Remember on Thanksgiving when the Eagles strolled into Dallas and utterly embarrassed the Cowboys, 33-10?
Well, it’s been all downhill ever since. The Eagles have lost back-to-back games – at home, no less – to the Seahawks and Cowboys. In fact, the Eagles didn’t just lose; in many ways, they were embarrassed. They lost both games by double digits, and the offense controlled the ball for fewer than 19 minutes both times.
My, how the mighty have fallen.
“It’s amazing what 19 days can do,” Philadelphia’s WIP co-host Rob Ellis said on Ferrall on the Bench. “(People in the city were saying the Eagles) were potentially a 2-seed. It might be the Eagles and Green Bay meeting in the NFC Championship. It could be a rematch and all that kind of stuff. You know what, though? The biggest thing you’re seeing with this team is they can beat up on the patsies. They got a couple of exceptions like the Colts and that Dallas game, but for the most part, when they go toe-to-toe with the big boys, they’ve gotten beat.”
Philly was down 21-0 to Dallas, scored 24 unanswered points to take a 24-21 lead and then got outscored 17-3 thereafter. It all amounted to a 38-27 loss.
“You know how it is in sports,” Ellis said. “Typically when you make a run like that (and) come back, if you get the lead, you usually hang on and put a team away, especially at home. If you get close, then you kind of fall apart a little bit and you can’t make that run. But that’s been the M.O. all year. They’ve been inconsistent. And like I said, the biggest thing is they can’t handle the really, really good teams. It’s amazing to say because they have nine wins, but a lot of those nine wins have come against bad teams.”
Philly’s nine wins have come against Jacksonville, Indianapolis, Washington, St. Louis, New York (Giants), Houston, Carolina, Tennessee and Dallas.
The five losses? San Francisco, Arizona, Green Bay, Seattle and Dallas.
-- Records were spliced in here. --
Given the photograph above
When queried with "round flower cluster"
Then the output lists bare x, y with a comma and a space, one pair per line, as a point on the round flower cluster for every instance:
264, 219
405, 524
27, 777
Chip Kelly’s running game has been inconsistent this year – in part because of poor quarterback play from Nick Foles and Mark Sanchez, and in part because DeSean Jackson is no longer around to stretch defenses.
“Sanchez, and you know this very well from being in New York,” Ellis said. “A couple games, you’re okay. You get him exposed beyond that, you’re seeing it. In that league, you got to have two things to win. You got to have a quarterback and you got to have a secondary – and they lack big time in both. Now, you can make excuses all you want that Sanchez is a backup, but guess what? They weren’t getting great quarterback play out of Foles before he went down. It was a stark contrast from last year.
“And their secondary,” Ellis continued, “I’m telling you: you saw it Sunday night. And the fact that (defensive coordinator) Billy Davis and/or Chip Kelly didn’t think it was necessary to make some adjustments and change things up when Bradley Fletcher is getting absolutely torched, it’s amazing.”
Philadelphia, now the No. 7 seed in the NFC, closes the regular season with road games against division rivals Washington (3-11) and New York (5-9).